Commissione parlamentare regionale antimafia Claudio Fava: caso Antoci
Il Presidente della Commissione parlamentare regionale antimafia Claudio Fava ha tenuto stamattina una conferenza stampa per discutere del contenuto della recente relazione sul “caso Antoci” e le reazioni che questa ha suscitato.
Fava era accompagnato dai due consulenti della Commissione Tuccio Pappalardo, già Questore e poi Direttore della DIA e Bruno Di Marco, ex Presidente del Tribunale di Catania.
“Entrambi – ha sottolineato Fava – hanno offerto ed offrono un contributo prezioso a tutto il lavoro svolto dalla Commissione, supportandone la fase istruttoria di tutte le relazioni con qualità e competenza.”
Fava ha chiarito che “la Commissione non ha ricevuto né acquisito alcuna nota anonima ma ha basato il proprio lavoro esclusivamente sugli atti giudiziari ostensibili e messi a disposizione dall’autorità giudiziaria, oltre che sui verbali stenografici delle 23 audizioni svolte.”
“La Commissione non ha mai affermato che l’ipotesi più plausibile sia quella della messinscena, ma ha sottolineato che quella dell’attentato mafioso a fine stragista è la meno plausibile alla luce dei dati raccolti.
In ogni caso tutte le ipotesi, come riportato nella relazione restano in piedi e questa valutazione è del tutto oggettiva legata alla lettura e all’analisi dei fatti e dei documenti. Senza alcun aggettivo né alcun punto esclamativo.”
All’incontro con i giornalisti ha preso parte anche il Presidente dell’Assemblea Regionale On.le Gianfranco Micciché, che ha definito “ottimo il lavoro della commissione Antimafia”.
“Ci tenevo ad essere qui – ha detto Micciché – perché volevo dare il mio appoggio alla commissione parlamentare Antimafia e anticorruzione per il lavoro che sta facendo: coraggioso, molto minuzioso e preciso. Tutta l’Assemblea regionale è soddisfatta. Dalle tre inchieste che avete curato (caso Montante, processo Borsellino e caso Antoci ) sono emerse tantissime incongruenze e anomalie.

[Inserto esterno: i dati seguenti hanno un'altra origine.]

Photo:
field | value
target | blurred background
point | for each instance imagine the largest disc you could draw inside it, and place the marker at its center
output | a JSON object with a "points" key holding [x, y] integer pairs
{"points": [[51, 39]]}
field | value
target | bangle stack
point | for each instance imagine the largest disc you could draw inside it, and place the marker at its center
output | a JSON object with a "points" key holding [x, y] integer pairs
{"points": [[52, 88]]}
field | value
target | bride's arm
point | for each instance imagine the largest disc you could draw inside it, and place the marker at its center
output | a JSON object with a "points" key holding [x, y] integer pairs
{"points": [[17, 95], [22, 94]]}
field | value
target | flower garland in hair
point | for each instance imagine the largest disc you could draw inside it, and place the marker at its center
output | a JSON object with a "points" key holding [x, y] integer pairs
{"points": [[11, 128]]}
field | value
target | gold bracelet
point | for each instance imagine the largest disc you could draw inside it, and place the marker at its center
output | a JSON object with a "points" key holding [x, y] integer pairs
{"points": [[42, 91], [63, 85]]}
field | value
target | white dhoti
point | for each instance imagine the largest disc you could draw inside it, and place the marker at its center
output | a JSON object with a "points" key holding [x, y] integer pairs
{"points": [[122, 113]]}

Rispondendo alle domande dei giornalisti, Fava ed i due consulenti hanno sottolineato che “si è trattato di un attentato di estrema gravità, che ha avuto un grande risalto anche a livello nazionale; un attentato certamente anomalo, nelle sue modalità se riportato alla “casistica” degli attentati mafiosi.”

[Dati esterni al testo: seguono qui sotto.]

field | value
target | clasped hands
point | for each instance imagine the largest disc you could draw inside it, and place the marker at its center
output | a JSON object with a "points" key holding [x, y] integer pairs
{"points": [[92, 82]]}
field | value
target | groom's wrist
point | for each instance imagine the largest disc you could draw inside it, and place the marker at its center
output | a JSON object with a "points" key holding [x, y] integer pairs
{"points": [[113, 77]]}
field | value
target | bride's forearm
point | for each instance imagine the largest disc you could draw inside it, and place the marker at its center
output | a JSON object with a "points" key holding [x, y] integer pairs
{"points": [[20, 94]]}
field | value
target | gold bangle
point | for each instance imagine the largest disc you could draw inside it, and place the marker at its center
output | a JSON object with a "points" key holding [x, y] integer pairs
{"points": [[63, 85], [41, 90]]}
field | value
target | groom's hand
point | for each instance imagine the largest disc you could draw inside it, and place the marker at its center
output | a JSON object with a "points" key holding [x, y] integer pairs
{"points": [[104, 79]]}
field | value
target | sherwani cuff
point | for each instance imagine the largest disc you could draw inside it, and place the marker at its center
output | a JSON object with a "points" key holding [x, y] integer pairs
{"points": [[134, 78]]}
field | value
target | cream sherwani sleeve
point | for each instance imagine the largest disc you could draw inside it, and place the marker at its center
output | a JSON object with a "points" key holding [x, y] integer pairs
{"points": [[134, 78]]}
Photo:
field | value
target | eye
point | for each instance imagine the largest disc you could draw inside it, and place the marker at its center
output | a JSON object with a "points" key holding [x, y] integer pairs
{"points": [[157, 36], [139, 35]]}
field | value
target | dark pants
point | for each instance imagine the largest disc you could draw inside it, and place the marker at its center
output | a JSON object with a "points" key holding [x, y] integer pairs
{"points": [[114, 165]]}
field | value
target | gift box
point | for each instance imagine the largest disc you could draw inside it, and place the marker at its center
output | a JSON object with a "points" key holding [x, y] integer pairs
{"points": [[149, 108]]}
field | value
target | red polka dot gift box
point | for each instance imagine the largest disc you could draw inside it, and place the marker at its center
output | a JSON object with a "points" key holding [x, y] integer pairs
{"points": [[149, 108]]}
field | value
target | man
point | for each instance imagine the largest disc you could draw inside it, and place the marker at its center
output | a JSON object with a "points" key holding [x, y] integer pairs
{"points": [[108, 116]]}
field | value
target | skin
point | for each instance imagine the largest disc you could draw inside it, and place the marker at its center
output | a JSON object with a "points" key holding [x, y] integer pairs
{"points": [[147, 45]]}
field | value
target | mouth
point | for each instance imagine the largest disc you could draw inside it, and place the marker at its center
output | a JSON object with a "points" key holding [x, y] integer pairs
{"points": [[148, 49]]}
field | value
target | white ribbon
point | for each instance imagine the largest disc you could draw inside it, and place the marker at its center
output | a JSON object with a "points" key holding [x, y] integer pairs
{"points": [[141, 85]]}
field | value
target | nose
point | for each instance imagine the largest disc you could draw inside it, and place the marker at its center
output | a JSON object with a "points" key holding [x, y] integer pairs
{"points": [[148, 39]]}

Fava ha sottolineato quello che ha definito “l’imbarazzo degli ambienti investigativi rispetto alle evidenti contraddizioni nel comportamento di alcuni funzionari di pubblica sicurezza, così come nel fatto che l’autorità giudiziaria non abbia ritenuto di dover approfondire quelle contraddizioni.”

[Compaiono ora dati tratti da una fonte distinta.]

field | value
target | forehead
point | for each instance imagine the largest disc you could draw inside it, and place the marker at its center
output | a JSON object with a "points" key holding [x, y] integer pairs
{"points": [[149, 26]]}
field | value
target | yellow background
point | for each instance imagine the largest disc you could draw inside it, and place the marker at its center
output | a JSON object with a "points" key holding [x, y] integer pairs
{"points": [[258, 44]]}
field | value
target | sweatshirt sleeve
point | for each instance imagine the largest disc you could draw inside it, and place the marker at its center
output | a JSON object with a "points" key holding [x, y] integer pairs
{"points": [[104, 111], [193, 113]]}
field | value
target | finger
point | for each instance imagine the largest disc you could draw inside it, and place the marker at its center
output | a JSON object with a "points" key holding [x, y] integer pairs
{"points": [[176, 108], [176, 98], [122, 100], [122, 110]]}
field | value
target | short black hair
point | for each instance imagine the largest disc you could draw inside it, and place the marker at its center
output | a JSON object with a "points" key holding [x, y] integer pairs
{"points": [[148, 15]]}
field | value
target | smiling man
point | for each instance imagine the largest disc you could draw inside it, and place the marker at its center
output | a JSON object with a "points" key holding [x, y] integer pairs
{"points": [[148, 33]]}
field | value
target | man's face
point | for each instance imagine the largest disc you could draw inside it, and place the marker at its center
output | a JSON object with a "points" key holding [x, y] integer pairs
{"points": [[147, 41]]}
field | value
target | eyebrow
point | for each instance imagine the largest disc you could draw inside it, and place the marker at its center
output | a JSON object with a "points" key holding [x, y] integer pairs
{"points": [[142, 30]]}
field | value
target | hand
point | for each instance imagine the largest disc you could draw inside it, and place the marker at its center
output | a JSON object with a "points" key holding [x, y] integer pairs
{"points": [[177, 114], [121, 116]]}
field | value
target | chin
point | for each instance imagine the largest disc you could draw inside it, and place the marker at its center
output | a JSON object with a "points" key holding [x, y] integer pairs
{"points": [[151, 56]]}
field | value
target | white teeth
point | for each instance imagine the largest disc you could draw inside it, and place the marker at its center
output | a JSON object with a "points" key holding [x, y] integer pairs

L’ex Presidente Di Marco ha elencato quelle che ha definito come “anomalie” rispetto alla ricostruzione dei fatti sottolineandone alcune:
– nessuno ha preso in considerazione il fatto che l’attentato sia avvenuto su una strada statale, luogo nel quale un attentato necessiterebbe un blocco in entrambe le direzioni
– non sono state allertate immediatamente le centrali operative che mettessero in moto misure attive per intercettare gli attentatori (nessun posto di blocco)
– le armi usate sono palesemente inidonee per la blindatura dell’autovettura
– l’assenza di un fuoco incrociato contro la vettura
– la scelta di un momento ed un luogo poco adatti, per il buio e la presenza di assenza di vie di fuga per gli attentatori, di cui per altro la Polizia Scientifica non è riuscita ad individuare possibilità modalità di effettiva fuga
– la mancata attuazione delle regole d’ingaggio previste da parte degli agenti di scorta
– il trasferimento di Antoci dalla vettura blindata per portarlo su una vettura non blindata per altro ferma a decine di metri di distanza;
– il fatto che gli agenti di scorta vengano lasciati da soli per oltre mezz’ora senza avvisare nessuno della loro esposizione al pericolo
– il mancato ritrovamento dei bossoli degli attentatori.